第25話 可愛い彼女と踏み出す一歩

 あの後、恐ろしい速度で引っ越し計画が立ち上がった。由佳さんも途中で同席して、母である二人はとても嬉しそうな笑みを浮かべて計画を進めていた。その為、由佳さんも母さん側の陣営だと確信した。


 それから一度家に帰って一晩経った後、俺は引っ越しをする為の荷造り……は必要なく、全て父さんが引き受けた。引っ越す場所は俺と由季の家の中間地点辺りにあるマンションの一室。ちゃっかりと素早くマンションを契約している辺り、父さんの動きは驚異に値したものだ。


 お互いに帰ろうと思えば直ぐに帰れる距離。お試しの二人暮らしと思えば良い体験になるだろうと前向きな考えを持った。


 ……本音を言えば、経済的な余裕が出来たら一戸建ての家を契約して、由季と正式に籍を入れて一緒に住みたかった。
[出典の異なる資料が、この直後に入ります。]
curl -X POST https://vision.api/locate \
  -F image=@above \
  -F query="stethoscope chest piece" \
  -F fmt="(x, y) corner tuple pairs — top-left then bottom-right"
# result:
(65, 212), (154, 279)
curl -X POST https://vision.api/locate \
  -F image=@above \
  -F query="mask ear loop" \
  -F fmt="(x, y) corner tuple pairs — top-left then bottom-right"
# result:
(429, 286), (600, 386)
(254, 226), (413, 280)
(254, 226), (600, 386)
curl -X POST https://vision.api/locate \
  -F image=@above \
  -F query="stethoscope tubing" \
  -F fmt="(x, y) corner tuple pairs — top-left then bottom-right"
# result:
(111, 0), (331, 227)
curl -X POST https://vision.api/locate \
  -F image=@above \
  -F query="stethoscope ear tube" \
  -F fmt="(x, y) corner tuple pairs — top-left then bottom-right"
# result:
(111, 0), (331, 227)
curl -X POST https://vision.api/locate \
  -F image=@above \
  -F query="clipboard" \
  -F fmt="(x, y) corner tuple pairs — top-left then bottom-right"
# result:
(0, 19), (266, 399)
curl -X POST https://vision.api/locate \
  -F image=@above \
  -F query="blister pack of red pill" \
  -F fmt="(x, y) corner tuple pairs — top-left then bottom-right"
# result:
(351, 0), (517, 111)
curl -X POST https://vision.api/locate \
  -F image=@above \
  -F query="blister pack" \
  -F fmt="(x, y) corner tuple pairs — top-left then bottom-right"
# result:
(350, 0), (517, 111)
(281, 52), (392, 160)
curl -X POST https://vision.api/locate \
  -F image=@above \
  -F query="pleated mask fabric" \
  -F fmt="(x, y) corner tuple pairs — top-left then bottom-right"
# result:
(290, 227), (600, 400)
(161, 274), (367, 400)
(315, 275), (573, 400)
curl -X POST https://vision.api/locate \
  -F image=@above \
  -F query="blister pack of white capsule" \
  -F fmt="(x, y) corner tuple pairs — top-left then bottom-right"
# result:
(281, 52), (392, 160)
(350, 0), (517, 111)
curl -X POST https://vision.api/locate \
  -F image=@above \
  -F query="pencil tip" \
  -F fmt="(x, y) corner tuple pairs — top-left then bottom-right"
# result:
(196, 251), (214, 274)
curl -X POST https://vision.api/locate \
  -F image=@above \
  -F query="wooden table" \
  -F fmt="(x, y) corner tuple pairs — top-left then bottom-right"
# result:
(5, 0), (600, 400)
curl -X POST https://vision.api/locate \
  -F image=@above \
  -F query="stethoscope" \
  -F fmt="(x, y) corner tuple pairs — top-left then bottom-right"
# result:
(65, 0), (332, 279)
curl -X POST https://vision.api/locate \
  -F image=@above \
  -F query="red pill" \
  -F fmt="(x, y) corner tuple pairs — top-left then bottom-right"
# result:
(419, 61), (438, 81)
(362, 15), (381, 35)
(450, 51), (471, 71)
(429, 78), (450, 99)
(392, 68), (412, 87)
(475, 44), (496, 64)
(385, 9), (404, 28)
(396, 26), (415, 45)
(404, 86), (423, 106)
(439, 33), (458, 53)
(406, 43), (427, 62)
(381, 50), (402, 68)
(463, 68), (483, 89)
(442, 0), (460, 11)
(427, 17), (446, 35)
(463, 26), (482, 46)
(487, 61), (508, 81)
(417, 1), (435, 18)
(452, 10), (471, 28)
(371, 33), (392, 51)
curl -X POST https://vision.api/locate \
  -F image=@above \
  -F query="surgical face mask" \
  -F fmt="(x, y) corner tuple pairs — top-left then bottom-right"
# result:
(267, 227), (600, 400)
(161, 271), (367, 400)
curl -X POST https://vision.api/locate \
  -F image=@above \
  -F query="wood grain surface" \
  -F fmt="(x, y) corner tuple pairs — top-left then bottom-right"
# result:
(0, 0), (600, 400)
 だけど、過ぎたことは仕方がない。これからの予定を立てれば良いだけだ。


 そんな今現在の俺は必要な物をカバンに詰め終わったので、いよいよ由季を迎えに行く時が迫っていた。



「寂しいわね……」



 玄関で靴を履いていると、演技さを感じることのできない母さんの演技に俺はもう諦観した。



「もう良いから。じゃあ、行ってくる」


「悠ちゃん!」


「え……?」



 久方振りに感じる母さんの温もり。それは演技などではなく、素の母さんの姿だった。それに気付いた俺はその気持ちに応えて、母さんを抱きしめる。



「確かに私はお父さんと二人きりになりたいけれど、三人で暮らす生活も捨て切れないと思っているわ。それは分かって頂戴」


「ふふ……」


「一番目はお父さんだけれど、二番目は悠ちゃんが好きよ。悠ちゃんもそうでしょう?」


「そうだな……」



 何だかんだ言っても退屈しない母さんだった。疎ましく思うことはあったが嫌いになることはなかった。



「ありがとう、母さん。高校も卒業出来なかった親不孝な俺だけど……」


「何言ってるのよ。親不孝かどうかは世間が決めるんじゃないの。親である私とお父さんが決めるものよ。悠ちゃんはたった一人のかけがえのない大切な人を救えたのでしょう? だったら、立派じゃない」


「母さん……」


「今度はその大切な人を幸せにできる努力をしなさい。だから、これは私からの贈り物」



 母さんは俺の額にしっとりとした唇を押し付けた。



「お父さん以外の人には与えたことはない私の加護よ。受け取っておきなさい」


「母さんの加護か……なんか強そうだな」


「強いわよ。ふふ、じゃあ行って来なさい」


「行ってくるよ。それと母さん」


「何かしら……⁉︎」



 俺はお返しとばかりに母さんの頬にキスした。



「母さんが母さんで良かった」


「悠ちゃん……!」



 もう言うことは無くなったので、俺はカバンを持って家を出た。


 当然、ほぼ流れに任せてやってしまったことなので、後の黒歴史となるのは確定的だった。



 **** ****



 徒歩7分程の道筋は今の俺には一瞬のように感じた。


 いつものようにインターホンは押さない。昨日、由佳さんから合鍵を預かったからだ。


 その鍵を使ってドアを開けるとそこには息を呑むような光景が飛び込んできた。



「こ、こんにちは、ゆう……」


「あ、あぁ……」



 そこには私服姿の由季がいた。いつも家にいるのでパジャマ姿しか見たことがなかったので、別人のように見えた。


 由季の服装は白のストライプシャツに白のフレアスカート。ロープ編みにされた髪が可愛らしい。


 それに全身白色コーデだから、一種のウエディングドレスに見えてしまった。



「可愛いよ、由季……」


「ありがと、ゆう……」



 由季から感想を求められる前に本心が出ていた。それぐらい、由季の私服姿に動揺させられていた。



「……ごほん、二人の世界を作るのは二人の家に行ってからね〜」


「「あ……」」



 由佳さんが物凄いニヤけた顔をして、曲がり角から顔を出していた。透さんも近くにいるようで苦笑い気味な声が聞こえてきた。



「じゃあ、悠君。由季をお願いね?」


「分かりました。……それじゃあ、行こっか」


「うん……」



 俺はドアを開けて外に出ようとするが、玄関から出ずに外の様子を伺っている由季は震えていた。


 だから、俺は由季の手を取った。それも恋人繋ぎだ。



「ゆう……」


「大丈夫だよ。俺が守るから。約束したでしょ?」


「うん。私、頑張る。ゆうをサポートする為に頑張るから!」



 そして──由季は立ち止まっていた一歩を踏み出した。